На раскрасневшемся подвижном лице он видел благоговейную благодарность, которая смущала его, и не допытывался, слова ли его, в которых, понятное дело, ничего особенно нового не было, горячность ли открытого чувства, вызванная пробудившейся страстью учить и самым искренним убеждением, расшевелили в молодом человеке всегдашнюю в этом возрасте жажду романтических подвигов и великодушных свершений. Его самого лихорадило нервное возбуждение. Временами его голос срывался на крик, а в углах пересохшего рта собиралась горькая пена:
— Возьмите Пушкина прежде всего! Пушкин протягивает нам руку оттуда, где свет, где просвещение, где оскорбительные предрассудки не гнетут души человека. Это хлеб духовный для нас. В Пушкине в первом появилось назначение русское. Он соприкоснулся с великими европейскими идеалами, однако ж остался просвещённым и гуманным по-русски, потому что назначение русского человека всеевропейское, даже всемирное, оставаясь в то же время истинно русским. А соприкоснулся с великими идеалами — и стал великим художником, великим во всём, в каждой самой малой черте. Вот соприкоснитесь и вы с великими идеалами, откройте, вспомните, найдите сотни, десятки сотен примеров. Хоть этот...
Он сильно обвёл рукой:
— «Чертог сиял! [11] »
Он почувствовал изумление, слёзы, восторг. Он говорил задыхаясь, брызжа слюной:
— Вы видите, видите здесь, в этих двух как будто обыкновенных словах, только двух, но точных, выразительных, с силой и дерзостью гения легко и просто поставленных рядом, вы видите в них одним разом всю красочную картину древнего, именно древнего, не современного нашего грязного, пошлого, лицемерного, лживого, а торжественного, прекрасного, хотя распутного древнего мира. А вот слушайте, слушайте дальше!
11
Чертог сиял!.. — из «Египетских ночей» (1835) А. С. Пушкина.
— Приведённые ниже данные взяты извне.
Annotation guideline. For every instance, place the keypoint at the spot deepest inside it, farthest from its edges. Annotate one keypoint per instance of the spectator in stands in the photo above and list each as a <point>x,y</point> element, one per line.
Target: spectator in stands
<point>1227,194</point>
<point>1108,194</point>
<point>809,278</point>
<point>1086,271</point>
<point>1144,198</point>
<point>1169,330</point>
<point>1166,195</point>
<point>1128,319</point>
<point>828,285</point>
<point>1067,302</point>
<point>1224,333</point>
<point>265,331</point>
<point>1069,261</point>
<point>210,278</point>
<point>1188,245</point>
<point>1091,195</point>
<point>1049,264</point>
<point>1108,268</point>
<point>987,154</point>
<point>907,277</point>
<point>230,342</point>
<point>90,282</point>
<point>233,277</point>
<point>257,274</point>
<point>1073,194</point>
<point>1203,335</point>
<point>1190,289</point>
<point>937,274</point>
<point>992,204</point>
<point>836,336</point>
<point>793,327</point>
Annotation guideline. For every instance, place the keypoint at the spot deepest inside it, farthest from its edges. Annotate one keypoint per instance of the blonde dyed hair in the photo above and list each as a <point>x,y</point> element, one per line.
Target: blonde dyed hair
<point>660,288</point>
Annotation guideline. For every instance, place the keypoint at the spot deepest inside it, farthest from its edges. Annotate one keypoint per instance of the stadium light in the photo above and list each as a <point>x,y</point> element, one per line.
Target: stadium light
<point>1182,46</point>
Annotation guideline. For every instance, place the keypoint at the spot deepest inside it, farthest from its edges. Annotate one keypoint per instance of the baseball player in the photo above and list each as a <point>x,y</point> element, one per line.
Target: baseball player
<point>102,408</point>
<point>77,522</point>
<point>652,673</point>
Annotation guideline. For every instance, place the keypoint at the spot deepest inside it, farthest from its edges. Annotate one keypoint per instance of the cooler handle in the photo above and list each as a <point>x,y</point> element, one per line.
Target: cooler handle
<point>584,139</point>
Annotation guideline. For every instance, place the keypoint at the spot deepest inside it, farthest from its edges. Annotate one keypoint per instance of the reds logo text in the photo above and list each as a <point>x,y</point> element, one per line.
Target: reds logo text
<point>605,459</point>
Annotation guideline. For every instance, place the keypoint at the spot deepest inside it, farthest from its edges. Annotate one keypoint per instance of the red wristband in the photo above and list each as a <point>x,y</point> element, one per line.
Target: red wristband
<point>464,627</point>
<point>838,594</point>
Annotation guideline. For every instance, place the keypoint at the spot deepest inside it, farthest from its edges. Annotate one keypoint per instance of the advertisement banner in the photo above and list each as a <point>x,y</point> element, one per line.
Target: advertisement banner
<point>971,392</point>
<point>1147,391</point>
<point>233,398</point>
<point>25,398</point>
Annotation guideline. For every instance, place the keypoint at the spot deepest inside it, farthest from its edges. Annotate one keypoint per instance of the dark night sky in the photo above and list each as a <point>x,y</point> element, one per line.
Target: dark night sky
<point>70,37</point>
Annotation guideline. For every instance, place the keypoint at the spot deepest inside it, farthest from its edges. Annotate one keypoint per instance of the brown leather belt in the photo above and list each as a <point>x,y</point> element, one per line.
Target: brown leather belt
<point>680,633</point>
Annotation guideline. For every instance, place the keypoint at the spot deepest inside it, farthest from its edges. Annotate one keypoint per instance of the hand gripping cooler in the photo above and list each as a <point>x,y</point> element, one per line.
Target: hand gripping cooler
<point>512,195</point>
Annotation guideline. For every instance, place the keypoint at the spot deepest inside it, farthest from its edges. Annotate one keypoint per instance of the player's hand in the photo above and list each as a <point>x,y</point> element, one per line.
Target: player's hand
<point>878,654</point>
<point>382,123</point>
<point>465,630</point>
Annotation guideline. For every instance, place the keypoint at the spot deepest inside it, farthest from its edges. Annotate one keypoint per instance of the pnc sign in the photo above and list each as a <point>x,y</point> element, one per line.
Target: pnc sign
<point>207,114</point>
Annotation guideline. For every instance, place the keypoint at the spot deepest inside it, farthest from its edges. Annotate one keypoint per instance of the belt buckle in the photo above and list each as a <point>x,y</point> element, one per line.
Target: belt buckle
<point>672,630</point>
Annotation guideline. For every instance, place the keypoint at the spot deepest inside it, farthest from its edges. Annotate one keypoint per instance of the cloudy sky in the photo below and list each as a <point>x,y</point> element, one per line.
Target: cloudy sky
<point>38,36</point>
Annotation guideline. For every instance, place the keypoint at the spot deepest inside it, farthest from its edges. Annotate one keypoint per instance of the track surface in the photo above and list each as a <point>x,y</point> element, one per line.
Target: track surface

Он остановился, выдержал паузу и просто, негромко, торжественно начал:
Чертог сиял! Гремели хором Певцы при звуке флейт и лир. Царица голосом и взором Свой пышный оживляла пир; Сердца неслись к её престолу, Но вдруг над чашей золотой Она задумалась и долу Поникла дивною главой...В своём ликующем, праздничном восхищении он жаждал продолжать, продолжать и довести до конца, до последнего вздоха, однако ещё больше спешил досказать свою мысль и, подумав, что и этой несравненной строфы для понимания его мысли будет довольно, с жаром заговорил:
— Вот вам представительница того самого общества, под которым давно пошатнулось его основание. Уже утрачена всякая вера, надежда представляется одним бесполезным обманом, мысль тускнеет и исчезает, божественный огонь погас, общество совратилось и в холодном отчаянии предчувствует перед собой бездну и готово обрушиться, свалиться в неё. Жизнь задыхается без возвышенной цели. В прозаическом будущем нет ничего, надо требовать всего от настоящего, такого же прозаического и духовно пустого, надо наполнить жизнь одним насущным. Всё уходит в тело, всё бросается в один телесный разврат, чтобы пополнить недостающие духовные впечатления, раздражает свои нервы, своё тело всем, что только способно возбудить чувствительность, похоть, вернее сказать. Самые чудовищные уклонения, самые ненормальные явления становятся мало-помалу обыкновенными.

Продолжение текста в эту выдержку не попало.